Eqonex Limited

A securities class action has been filed against Eqonex Limited (EQOS) on behalf of a class consisting of all persons and entities that purchased or otherwise acquired Eqonex securities between March 7, 2022 through November 29, 2022.  This case has been filed in the USDC – S.D.N.Y.

Eqonex (formerly Diginex Limited) was a Singapore-domiciled digital assets financial services company which operated four business lines: Custody, Asset Management, Brokerage, and the Eqonex Exchange (the “Exchange”). Notably, the Custody business was composed of Digivault, a stand-alone digital asset custodian based in the United Kingdom (“U.K.”) which was the first one to be registered with U.K. Financial Conduct Authority (“FCA”), and the Exchange business facilitated the trading of products in BTC, ETH, BCH, USDC, USDT and EQONEX’s alleged utility token known as EQO through a purportedly “compliant, secure, fair, and equitable platform.”

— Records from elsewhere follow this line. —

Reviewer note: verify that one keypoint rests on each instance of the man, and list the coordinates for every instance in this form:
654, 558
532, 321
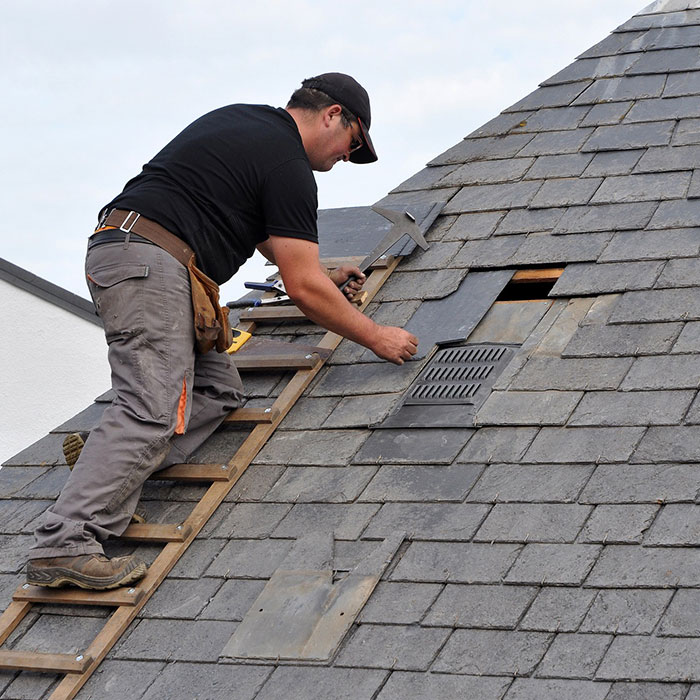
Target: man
236, 179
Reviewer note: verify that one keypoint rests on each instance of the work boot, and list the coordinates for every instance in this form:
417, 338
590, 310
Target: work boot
73, 445
93, 571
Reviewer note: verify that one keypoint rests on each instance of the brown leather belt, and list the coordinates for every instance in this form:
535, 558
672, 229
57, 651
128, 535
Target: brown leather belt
131, 222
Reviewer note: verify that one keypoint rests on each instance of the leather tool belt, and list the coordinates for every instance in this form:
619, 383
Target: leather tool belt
211, 324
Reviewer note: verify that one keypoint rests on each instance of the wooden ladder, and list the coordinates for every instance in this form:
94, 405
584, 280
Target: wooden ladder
127, 602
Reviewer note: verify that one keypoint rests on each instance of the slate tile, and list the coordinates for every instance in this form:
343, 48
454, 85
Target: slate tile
527, 408
482, 172
530, 483
589, 374
632, 408
318, 683
623, 88
541, 522
642, 483
574, 655
399, 603
319, 447
492, 652
632, 566
474, 226
606, 217
561, 564
675, 525
551, 96
455, 562
346, 521
609, 163
651, 658
249, 559
408, 483
211, 681
404, 648
558, 609
429, 446
490, 445
663, 372
321, 484
566, 445
428, 521
618, 524
233, 600
626, 611
493, 197
545, 689
641, 245
663, 108
623, 340
490, 607
416, 686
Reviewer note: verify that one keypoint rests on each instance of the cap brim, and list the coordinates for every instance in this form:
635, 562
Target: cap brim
366, 154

On March 7, 2022, Eqonex announced a “strategic partnership” with Bifinity, a payments technology company affiliated with Binance and launched that same day, which initially focused on leveraging “Digivault as an FCA regulated custodian, strengthening the technology supporting the Eqonex Exchange, and expanding Bifinity’s geographical footprint through Eqonex’s licensing framework.” In addition, the two companies announced that they “will continue to engage in non-binding discussions to explore potential merger opportunities, subject to regulatory approval[,]” and “explore opportunities to grow EQONEX’s digital asset investment solutions business.” Under the partnership, Bifinity issued Eqonex a $36 million convertible loan facility (the “Loan”) in exchange for a right to appoint from within Bifinity, Eqonex’s CEO, Chief Financial Officer and Chief Legal Officer, as well as two members for Eqonex’s board.

The complaint alleges that, throughout the Class Period, Defendants made materially false and/or misleading statements, as well as failed to disclose material adverse facts about the Company’s business, operations, and prospects. Specifically, Defendants failed to disclose to investors that: (1) Defendants were not interested in leveraging the Exchange or deploying resources to strengthen that technology; (2) Eqonex had no way of paying Bifinity back pursuant to the Loan Agreement; (3) Bifinity and Binance had no intention of consummating a merger between Eqonex and Bifinity or Binance; and (4) as a result of the foregoing, Defendants’ positive statements about the Company’s business, operations, and prospects, were materially misleading and/or lacked a reasonable basis.

On August 15, 2022, Eqonex announced plans to exit the crypto exchange space, close the Exchange, and focus its resources on its Asset Management and Custody businesses. Despite the Exchange accounting for 79.9% of the Company’s revenues in the financial year ending March 31, 2022, Defendants assured investors that day that “proactively exiting the crowded exchange space is the right decision to deliver shareholder value” and “[o]ur Asset Management and Custody business, Digivault, have already made solid progress with the additional resources that we have allocated to them recently, and we are bullish about their prospects as we become an organization focused on these high-potential business areas.” That same day, in connection with the Exchange closing and in accordance with the Loan agreement, Bifinity granted Eqonex a waiver for the cessation of a major business and Eqonex agreed to increase its share charge of Digivault under the loan agreement from 24.9% to 100%.

On this news, Eqonex’s share price fell over 18% to close at $0.637 on August 17, 2022.

Then, on November 21, 2022, Eqonex disclosed that it was “currently in breach of certain provisions of the Loan Agreement and consequently seeking a waiver from Bifinity on such breaches” and “[b]ased on the working capital forecast prepared by management of the [Company], the financial resources available to the [Company] as of March 31, 2022 and up to [November 21, 2022] may not be sufficient to satisfy the working capital requirements of the [Company] for a period of twelve months from th[at] date … which may cast significant doubt on the Group’s ability to continue as a going concern.”

On this news, Eqonex’s share price plummeted over 48% to close at $0.141 on November 22, 2022.

Finally, before markets opened on November 29, 2022, Eqonex announced receipt of The Nasdaq Stock Market LLC (“NASDAQ”)’s Listing Qualifications department’s determination that the Company’s securities will be delisted from NASDAQ and that trading in those securities will be suspended at the opening of business on November 30, 2022.

On this news, Eqonex’s share price fell over 34% to close at $0.093 on November 29, 2022.